The Reserve Bank argues that loans to investors are more risky than to owner-occupiers, because in the event of a major fall in house prices they are more likely to default, as it is not the roof over their own heads that is at risk.
And it contends that the flow of new lending, not the change in the total stock of home loans on banks' books, is what matters for macro-prudential purposes.

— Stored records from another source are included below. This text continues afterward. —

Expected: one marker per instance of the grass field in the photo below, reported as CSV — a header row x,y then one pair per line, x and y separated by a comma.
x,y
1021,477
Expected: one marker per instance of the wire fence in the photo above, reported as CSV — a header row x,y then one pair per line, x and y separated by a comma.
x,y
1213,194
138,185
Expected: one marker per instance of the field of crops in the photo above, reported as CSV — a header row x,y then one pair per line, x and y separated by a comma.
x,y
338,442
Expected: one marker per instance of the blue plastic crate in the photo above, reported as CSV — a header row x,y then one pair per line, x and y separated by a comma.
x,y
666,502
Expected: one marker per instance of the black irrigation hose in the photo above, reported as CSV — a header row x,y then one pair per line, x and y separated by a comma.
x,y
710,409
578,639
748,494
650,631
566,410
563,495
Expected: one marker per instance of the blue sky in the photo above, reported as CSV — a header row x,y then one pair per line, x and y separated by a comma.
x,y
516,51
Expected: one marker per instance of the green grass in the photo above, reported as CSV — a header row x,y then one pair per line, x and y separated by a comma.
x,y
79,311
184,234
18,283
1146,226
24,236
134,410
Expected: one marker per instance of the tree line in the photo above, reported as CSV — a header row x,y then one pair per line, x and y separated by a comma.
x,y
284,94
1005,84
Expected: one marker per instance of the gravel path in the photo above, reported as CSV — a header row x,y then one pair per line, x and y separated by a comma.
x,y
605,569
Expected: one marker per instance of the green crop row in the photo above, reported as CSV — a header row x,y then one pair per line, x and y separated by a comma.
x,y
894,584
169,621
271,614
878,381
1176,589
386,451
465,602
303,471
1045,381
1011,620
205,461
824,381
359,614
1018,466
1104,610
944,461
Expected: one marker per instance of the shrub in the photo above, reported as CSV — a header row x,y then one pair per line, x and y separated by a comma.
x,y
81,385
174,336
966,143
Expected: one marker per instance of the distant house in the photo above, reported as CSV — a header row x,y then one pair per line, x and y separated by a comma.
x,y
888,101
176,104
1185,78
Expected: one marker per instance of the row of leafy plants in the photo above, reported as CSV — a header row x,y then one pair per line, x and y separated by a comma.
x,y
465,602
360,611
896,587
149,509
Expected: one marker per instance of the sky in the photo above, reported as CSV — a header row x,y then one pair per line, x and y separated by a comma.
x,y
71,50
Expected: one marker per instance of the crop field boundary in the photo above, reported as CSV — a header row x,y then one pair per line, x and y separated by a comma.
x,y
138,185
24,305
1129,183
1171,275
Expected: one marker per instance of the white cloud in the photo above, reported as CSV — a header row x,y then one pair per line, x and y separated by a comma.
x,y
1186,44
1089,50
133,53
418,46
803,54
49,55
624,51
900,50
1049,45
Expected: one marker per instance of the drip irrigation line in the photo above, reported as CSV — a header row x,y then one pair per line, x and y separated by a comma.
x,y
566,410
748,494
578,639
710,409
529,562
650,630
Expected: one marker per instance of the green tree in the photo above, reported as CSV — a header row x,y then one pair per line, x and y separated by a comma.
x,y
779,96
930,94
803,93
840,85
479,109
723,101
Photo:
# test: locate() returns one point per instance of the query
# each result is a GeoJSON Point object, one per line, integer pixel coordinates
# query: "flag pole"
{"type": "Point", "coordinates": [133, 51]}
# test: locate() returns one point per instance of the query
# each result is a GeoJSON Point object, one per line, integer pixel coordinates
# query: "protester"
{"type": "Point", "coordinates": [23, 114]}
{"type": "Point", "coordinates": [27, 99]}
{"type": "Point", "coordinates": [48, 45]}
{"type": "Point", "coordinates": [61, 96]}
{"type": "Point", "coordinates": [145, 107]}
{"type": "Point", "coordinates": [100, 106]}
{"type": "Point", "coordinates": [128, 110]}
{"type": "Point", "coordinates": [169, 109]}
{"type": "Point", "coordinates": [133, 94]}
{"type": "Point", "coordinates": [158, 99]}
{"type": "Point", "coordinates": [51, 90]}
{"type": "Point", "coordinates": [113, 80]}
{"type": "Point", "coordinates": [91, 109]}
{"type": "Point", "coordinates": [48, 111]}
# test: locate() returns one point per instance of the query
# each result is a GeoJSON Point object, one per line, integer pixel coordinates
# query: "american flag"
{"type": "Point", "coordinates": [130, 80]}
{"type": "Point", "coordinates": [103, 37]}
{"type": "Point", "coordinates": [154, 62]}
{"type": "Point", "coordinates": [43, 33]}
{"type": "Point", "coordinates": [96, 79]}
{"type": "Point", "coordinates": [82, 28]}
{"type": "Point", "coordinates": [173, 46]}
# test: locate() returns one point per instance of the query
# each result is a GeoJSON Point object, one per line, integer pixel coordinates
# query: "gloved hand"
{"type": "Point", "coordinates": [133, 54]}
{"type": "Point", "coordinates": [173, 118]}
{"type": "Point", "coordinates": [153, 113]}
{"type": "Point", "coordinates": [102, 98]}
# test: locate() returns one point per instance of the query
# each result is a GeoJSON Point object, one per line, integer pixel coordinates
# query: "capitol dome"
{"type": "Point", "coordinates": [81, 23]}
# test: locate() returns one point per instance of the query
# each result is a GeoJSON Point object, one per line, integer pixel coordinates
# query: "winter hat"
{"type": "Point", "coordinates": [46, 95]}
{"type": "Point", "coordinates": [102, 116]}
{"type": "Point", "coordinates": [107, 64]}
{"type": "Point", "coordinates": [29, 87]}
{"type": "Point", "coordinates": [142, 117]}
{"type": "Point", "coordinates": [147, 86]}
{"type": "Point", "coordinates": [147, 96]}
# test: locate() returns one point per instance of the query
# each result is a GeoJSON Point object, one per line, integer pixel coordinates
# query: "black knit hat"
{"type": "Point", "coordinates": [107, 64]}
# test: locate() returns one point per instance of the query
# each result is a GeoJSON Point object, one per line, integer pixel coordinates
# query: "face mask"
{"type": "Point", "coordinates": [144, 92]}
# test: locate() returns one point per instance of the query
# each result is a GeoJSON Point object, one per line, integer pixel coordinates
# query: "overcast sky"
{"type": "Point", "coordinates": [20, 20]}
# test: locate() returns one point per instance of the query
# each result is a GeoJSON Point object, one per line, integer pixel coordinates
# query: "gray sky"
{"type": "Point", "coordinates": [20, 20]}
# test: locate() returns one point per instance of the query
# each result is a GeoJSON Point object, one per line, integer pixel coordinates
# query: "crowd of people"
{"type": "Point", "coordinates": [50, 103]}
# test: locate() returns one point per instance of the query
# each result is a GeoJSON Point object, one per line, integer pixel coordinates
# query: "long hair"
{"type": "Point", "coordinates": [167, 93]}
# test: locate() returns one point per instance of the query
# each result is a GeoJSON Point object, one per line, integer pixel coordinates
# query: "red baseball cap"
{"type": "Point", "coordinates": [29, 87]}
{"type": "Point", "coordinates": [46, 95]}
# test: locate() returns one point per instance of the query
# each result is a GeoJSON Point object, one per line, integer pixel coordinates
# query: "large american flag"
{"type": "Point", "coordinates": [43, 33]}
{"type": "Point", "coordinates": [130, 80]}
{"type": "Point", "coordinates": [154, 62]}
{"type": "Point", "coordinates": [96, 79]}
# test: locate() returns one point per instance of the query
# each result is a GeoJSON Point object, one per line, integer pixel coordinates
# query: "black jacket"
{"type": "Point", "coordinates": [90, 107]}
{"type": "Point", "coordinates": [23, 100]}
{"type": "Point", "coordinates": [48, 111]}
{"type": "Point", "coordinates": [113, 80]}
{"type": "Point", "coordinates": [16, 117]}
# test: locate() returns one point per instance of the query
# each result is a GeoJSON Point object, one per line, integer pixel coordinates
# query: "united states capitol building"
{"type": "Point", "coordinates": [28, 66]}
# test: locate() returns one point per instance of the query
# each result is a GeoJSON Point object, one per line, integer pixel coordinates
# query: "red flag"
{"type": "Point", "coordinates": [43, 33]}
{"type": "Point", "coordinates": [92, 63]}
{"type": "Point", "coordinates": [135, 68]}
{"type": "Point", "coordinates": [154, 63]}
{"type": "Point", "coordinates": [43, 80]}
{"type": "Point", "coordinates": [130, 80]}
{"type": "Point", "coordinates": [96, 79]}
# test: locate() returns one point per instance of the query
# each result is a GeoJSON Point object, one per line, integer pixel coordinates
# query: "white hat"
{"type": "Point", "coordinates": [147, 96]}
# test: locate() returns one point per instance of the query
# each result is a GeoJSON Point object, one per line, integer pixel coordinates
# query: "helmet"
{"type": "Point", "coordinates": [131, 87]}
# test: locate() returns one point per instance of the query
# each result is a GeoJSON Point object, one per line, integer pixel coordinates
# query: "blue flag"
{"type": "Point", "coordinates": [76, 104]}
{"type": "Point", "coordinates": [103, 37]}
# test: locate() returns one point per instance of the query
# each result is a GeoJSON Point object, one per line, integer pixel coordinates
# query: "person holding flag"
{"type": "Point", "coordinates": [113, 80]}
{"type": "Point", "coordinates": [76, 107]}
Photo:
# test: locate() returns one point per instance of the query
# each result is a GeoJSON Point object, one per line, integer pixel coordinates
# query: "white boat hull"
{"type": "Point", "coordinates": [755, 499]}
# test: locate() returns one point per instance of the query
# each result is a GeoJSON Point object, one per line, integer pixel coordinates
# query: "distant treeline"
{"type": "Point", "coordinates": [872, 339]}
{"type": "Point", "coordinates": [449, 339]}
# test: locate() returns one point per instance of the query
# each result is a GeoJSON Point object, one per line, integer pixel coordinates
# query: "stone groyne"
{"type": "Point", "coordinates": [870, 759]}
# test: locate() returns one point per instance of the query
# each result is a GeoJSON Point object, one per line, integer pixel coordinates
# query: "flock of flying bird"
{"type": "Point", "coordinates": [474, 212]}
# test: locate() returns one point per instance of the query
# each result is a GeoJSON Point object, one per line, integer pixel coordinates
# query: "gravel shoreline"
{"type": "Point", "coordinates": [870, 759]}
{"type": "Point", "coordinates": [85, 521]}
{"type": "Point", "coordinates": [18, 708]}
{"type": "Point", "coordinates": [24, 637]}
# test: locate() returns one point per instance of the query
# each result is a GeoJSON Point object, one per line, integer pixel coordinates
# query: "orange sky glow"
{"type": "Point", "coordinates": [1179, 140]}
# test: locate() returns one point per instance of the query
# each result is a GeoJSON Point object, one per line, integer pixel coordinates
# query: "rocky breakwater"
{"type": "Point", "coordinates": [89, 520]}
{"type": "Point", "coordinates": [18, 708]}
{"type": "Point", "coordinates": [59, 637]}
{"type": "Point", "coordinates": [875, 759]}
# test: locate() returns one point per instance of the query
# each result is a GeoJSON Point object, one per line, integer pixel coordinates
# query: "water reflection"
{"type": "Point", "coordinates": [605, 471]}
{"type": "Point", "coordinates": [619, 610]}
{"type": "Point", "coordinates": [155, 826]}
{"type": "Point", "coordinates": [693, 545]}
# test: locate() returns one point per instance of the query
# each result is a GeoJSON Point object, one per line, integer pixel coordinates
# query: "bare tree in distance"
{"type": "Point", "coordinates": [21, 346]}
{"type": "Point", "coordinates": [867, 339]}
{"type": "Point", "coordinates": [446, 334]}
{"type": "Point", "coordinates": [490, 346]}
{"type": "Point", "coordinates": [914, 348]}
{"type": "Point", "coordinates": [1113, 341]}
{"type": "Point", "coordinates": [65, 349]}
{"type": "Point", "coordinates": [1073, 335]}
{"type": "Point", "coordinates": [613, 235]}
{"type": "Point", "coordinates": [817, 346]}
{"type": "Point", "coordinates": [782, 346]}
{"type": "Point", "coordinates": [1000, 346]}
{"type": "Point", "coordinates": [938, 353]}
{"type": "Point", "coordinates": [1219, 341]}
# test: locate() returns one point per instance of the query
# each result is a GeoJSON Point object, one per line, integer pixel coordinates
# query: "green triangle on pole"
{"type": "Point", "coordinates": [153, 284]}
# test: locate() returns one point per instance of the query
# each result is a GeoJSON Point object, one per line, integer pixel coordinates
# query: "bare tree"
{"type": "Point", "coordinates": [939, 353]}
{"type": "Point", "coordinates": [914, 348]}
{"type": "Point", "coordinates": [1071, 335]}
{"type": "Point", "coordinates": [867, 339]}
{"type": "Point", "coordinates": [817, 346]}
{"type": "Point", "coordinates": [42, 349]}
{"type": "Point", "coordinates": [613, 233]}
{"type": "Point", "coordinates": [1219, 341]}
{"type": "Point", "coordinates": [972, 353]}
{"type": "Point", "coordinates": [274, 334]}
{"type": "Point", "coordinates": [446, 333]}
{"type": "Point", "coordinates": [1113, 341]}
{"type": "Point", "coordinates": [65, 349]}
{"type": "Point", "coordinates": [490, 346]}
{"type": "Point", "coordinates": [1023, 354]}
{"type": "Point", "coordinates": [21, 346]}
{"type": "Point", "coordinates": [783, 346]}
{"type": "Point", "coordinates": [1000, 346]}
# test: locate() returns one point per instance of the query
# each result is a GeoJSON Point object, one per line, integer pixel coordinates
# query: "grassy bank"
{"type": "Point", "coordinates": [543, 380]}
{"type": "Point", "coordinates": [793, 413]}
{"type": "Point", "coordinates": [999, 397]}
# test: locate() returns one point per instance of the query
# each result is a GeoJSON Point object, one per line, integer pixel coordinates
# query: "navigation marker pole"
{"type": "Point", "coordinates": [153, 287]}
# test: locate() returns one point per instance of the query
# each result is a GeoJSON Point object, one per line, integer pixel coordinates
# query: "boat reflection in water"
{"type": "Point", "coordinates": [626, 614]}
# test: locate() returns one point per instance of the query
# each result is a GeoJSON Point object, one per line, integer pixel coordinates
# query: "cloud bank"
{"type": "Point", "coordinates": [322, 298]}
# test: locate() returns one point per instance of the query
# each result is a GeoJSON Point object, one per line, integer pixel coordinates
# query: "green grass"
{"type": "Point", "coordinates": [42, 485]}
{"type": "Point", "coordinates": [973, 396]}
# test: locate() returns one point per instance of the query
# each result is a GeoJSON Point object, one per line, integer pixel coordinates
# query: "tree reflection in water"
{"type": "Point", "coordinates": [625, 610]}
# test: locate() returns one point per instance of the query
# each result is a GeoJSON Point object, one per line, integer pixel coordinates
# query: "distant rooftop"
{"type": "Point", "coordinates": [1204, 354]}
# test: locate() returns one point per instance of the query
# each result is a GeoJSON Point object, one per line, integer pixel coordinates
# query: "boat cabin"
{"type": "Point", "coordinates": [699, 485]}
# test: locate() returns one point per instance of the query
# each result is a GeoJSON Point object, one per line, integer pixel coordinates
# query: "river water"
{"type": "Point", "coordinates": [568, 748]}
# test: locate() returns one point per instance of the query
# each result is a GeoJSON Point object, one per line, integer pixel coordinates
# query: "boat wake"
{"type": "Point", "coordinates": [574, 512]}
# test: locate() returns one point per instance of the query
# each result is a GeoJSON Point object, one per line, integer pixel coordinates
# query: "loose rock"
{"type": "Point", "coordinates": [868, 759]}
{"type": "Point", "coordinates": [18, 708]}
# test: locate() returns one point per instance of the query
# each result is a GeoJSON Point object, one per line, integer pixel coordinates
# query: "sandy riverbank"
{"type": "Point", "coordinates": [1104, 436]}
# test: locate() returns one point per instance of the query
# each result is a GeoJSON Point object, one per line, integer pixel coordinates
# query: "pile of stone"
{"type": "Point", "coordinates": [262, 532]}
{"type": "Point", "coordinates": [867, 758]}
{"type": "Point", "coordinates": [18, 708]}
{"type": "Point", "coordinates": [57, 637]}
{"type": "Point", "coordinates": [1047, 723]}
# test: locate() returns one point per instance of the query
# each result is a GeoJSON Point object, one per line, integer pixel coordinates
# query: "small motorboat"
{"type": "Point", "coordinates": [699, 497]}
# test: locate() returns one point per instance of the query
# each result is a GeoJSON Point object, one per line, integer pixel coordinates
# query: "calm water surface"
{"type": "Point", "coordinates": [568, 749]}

"Grant [Spencer, deputy governor] says we have all this new debt and I say well, what was the ratio of new debt to old debt in 2003? We honestly don't know. More importantly, there is a lot of international literature on the incidence of crisis and all of it says that it is rapid growth in the stock [of debt] that is the vulnerability," Reddell said. In the year ended May, bank lending to all borrowers grew 5.8 per cent, and household mortgages 5.5 per cent - probably a bit faster than nominal GDP, but nothing like the double-digit rates prevailing during the mid-2000s boom.
And it is the quality of the loans that matters, Reddell argues. Banks very rarely fail from vanilla housing loans. "It is typically commercial property, and particularly property development loans, that bring down banks."
It is not enough, Reddell says, to simply point to other countries which have had a crash, without inquiring into the differences between their situation and ours.
How important in the US case was political pressure on Fannie Mae and Freddie Mac to encourage more low-income people into home ownership?
How much of Ireland's crash can be laid at the door of its outsourcing monetary policy to the European Central Bank, so it had German interest rates when it should have had rates more like ours? Ditto for Spain.
These are not rhetorical questions. They are questions the Reserve Bank should be able to answer before intervening on the scale it has.
Governor Graeme Wheeler was living in the United States when its property market crashed. He has seen, up close, what it does to an economy when one home loan in four is under water. He does not want to see that here on his watch.
A financial crisis is a low probability but high-cost event, as the Treasury says. If you focus on the low probability, like Reddell, the conclusion is that the bank should pull its head in. If you focus on the high potential cost, like Wheeler, you would want to do whatever you can to slow the growth in house prices and buy time to get more built and for the net inflow of migrants to return to more normal levels.